The borrower filed a class action lawsuit asserting violations of the Fair Debt Collection Practices Act and the state usury statute. The trial court held that the bank’s assignee was entitled to rely on the National Bank Act, and the borrower appealed to the Second Circuit, arguing that Midland was not a national bank or an affiliate of a national bank, and could not rely on NBA preemption. The Second Circuit agreed, and further found that application of the criminal usury statute to an assignee did not “substantially interfere” with the operations of national banks.
In its opinion, the Second Circuit ignored the common law “Valid-When-Made” doctrine, that if a loan is non-usurious when made, then it remains non-usurious.[iv] Over in the Seventh Circuit, Judge Posner has written that the law “puts the assignee in the assignor’s shoes, whatever the shoe size.”[v] To hold otherwise creates several layers of uncertainty, with different usury rules applicable to institutions of different types and located in different jurisdictions, potentially resulting in multiple changes in applicable interest rates as loans change hands by assignment. Obviously, such uncertainty chills the free flow of commercial paper.

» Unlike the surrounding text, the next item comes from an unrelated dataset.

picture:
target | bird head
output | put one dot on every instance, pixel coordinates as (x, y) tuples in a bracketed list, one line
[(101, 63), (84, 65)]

The Second Circuit’s ruling also creates a split among the circuits, as the Fifth, Seventh and Eighth Circuits have reached different results.[vi]
Finally, the Second Circuit’s finding that refusal to extend NBA preemption to assignees of national bank-originated debt would not “substantially interfere” with bank operations ignores the inevitable chilling effect it will have on the securitization and sale of loans and commercial paper.
Midland has filed a petition for certiorari with the United States Supreme Court, which has been supported by a number of financial industry associations. The Supreme Court recently asked the borrower for a response brief. It will be interesting to see if the court chooses to reconsider this unfortunate decision.
[ii] 12 U.S.C. § 85.
[iii] The resolution of this case will be of great interest to readers of the recent three-part Client Alert series on charge-off collections, note sales, and debt buying, authored by my colleague, Elizabeth L. Thompson.
[iv] FDIC v. Lattimore, 656 F.2d 139 (5th Cir. 1981). See generally R. Vance, “Galloping Preemption: Developments in Banking Law,” University of Kentucky College of Law Conference of Financial Institutions Law, April 2006.
[v] Olvera v. Blitt & Gaines, PC, 431 F.3d 285 (7th Cir. 2005).
[vi] See id.; Krispin v. May Dept. Stores, 218 F.3d 919 (8th Cir. 2000).